Mugabe -- whose own regime was accused of siphoning off diamond profits -- has described his ousting as a coup.

He was replaced by his former deputy, Emmerson Mnangagwa, a veteran loyalist in the ZANU-PF party who was backed by senior military officers.

Mugabe, who has not been seen in public since his fall, exercised ruthless control over parliament, security forces and the country's mineral resources for decades.

The parliamentary committee has already summoned former ministers, ex-police chiefs and heads of several government department.

Zimbabwe discovered alluvial diamonds in Chiadzwa, in the east of the country, over 10 years ago, and rights groups have accused security forces of using brutal methods to control the scattered deposits.

Over 200 people were killed during operations to remove illegal panners from the area, rights groups say.

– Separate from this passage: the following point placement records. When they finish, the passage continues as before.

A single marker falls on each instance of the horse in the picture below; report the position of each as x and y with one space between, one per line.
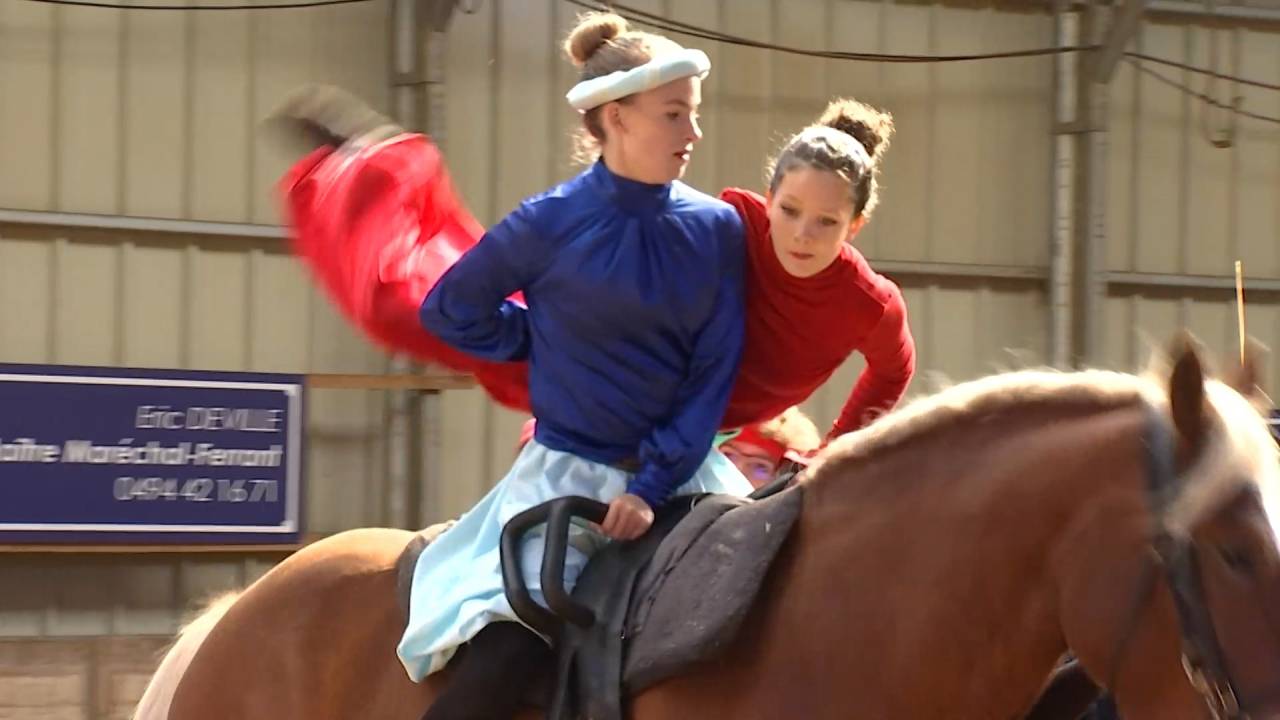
944 561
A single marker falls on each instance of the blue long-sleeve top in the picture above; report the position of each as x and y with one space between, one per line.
634 323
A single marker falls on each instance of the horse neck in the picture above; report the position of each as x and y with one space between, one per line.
937 564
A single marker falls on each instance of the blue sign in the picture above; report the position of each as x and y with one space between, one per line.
155 456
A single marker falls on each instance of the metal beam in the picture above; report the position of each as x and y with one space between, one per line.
910 268
140 224
1124 23
1194 9
1138 281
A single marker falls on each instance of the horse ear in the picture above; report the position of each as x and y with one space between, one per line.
1246 378
1187 392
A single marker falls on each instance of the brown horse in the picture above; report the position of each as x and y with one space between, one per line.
942 563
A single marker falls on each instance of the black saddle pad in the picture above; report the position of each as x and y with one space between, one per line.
670 600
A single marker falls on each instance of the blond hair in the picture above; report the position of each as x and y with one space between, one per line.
831 145
602 44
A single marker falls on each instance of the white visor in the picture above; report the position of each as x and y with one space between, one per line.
657 72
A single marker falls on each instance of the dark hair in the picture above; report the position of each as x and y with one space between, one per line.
599 45
830 145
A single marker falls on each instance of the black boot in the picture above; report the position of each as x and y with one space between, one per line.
494 677
314 115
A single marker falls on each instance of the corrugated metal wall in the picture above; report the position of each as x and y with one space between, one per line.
154 114
1179 206
965 181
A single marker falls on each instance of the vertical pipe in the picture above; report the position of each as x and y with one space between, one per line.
1066 32
429 417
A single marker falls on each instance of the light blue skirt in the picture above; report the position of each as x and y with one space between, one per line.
457 584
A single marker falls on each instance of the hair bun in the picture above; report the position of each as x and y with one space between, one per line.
868 126
593 31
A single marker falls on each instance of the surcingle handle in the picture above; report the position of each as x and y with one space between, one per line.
557 514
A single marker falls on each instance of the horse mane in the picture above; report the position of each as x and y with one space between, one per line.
1238 451
159 693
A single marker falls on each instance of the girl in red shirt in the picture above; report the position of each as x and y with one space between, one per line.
375 217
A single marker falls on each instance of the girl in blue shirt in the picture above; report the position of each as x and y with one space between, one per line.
632 332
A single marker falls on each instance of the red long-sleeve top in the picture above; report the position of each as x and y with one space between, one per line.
380 226
799 331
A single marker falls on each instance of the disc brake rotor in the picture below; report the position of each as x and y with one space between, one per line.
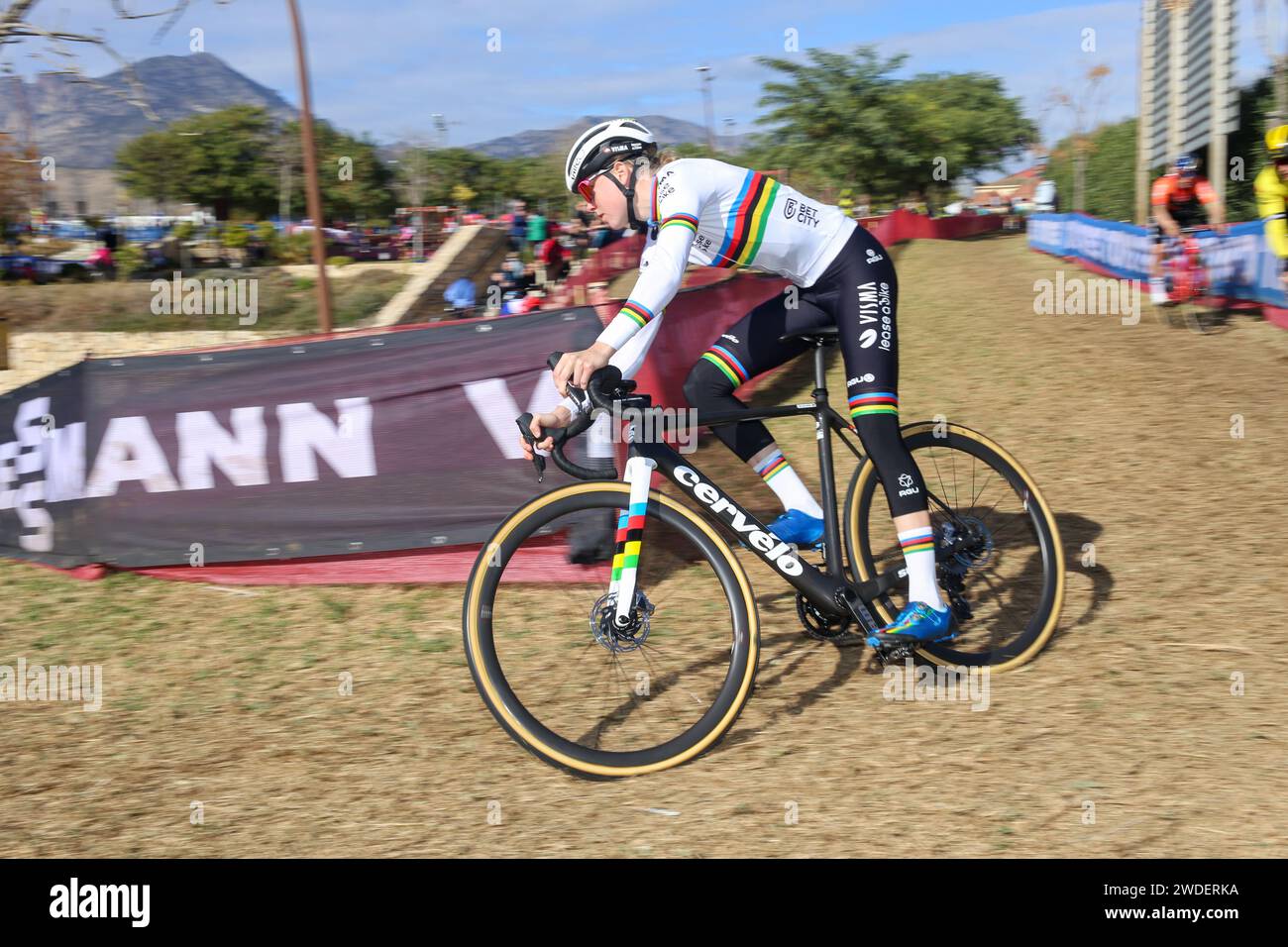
617 638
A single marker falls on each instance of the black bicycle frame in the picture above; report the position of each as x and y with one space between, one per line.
828 590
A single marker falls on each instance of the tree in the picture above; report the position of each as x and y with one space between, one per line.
356 183
845 120
1109 151
218 159
20 183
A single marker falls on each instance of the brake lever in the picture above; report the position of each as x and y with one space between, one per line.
524 423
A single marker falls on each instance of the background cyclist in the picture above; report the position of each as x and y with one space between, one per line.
1180 198
1271 188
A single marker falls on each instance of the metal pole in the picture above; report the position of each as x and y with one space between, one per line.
704 71
310 172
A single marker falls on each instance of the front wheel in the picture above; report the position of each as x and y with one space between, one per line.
997 547
572 685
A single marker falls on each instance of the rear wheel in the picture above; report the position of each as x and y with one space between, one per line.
579 692
999 556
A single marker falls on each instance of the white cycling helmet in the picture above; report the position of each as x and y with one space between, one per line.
604 144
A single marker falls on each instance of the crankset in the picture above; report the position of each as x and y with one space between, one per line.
823 628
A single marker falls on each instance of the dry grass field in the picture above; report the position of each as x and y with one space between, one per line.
228 697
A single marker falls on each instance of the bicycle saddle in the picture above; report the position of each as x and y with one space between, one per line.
820 335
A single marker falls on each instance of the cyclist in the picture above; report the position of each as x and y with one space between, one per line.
1271 187
716 214
1177 200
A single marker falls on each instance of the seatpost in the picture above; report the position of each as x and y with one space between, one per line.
831 532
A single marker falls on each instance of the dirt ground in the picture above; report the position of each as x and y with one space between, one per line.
1128 736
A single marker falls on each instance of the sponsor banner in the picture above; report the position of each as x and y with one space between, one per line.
314 447
1240 264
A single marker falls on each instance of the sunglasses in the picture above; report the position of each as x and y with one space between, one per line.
587 188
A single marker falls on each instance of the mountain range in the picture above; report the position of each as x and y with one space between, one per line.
84 124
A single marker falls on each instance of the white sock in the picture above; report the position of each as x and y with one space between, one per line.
774 470
918 553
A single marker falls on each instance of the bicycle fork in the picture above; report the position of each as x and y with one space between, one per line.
630 534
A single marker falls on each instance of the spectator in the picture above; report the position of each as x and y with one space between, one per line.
460 296
518 228
553 257
536 228
496 286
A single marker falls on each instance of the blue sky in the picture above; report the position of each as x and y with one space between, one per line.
385 65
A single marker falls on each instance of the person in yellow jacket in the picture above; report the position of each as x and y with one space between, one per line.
1271 187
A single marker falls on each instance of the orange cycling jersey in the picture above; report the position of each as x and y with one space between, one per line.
1176 191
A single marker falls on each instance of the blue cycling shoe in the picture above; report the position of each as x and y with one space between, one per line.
917 624
799 528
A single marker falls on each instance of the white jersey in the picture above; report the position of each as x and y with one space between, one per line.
715 214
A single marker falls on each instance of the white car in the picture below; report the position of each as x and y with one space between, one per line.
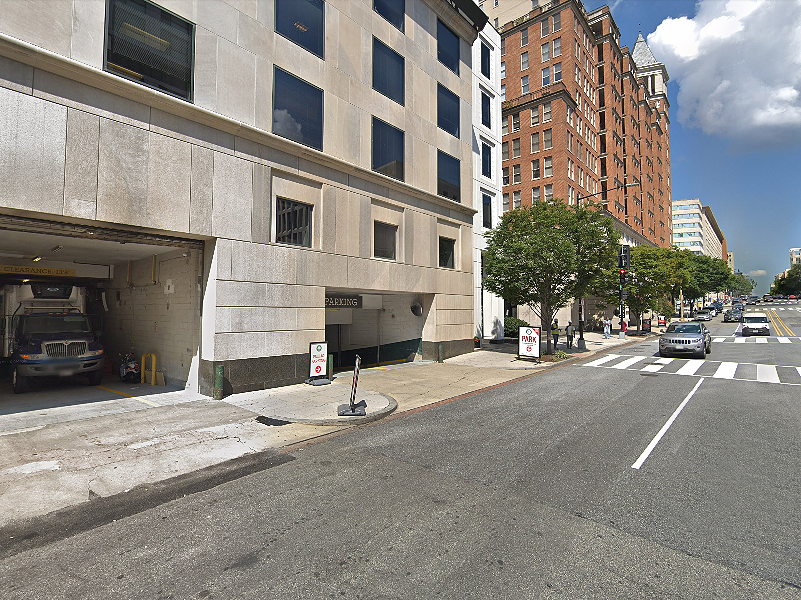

Amid allegations of massive looting, Zimbabwe allowed several diamond companies companies to mine the area -- most of them as joint ventures between the government and Chinese firms.

Zimbabwe is due to hold elections in July or August, the first since Mugabe was unseated, with the ZANU-PF widely predicted to retain power.

Mnangagwa has vowed to hold a fair vote, and to tackle graft as he tries to revive the shattered economy by attracting foreign investment and re-building many international ties cut under Mugabe's regime.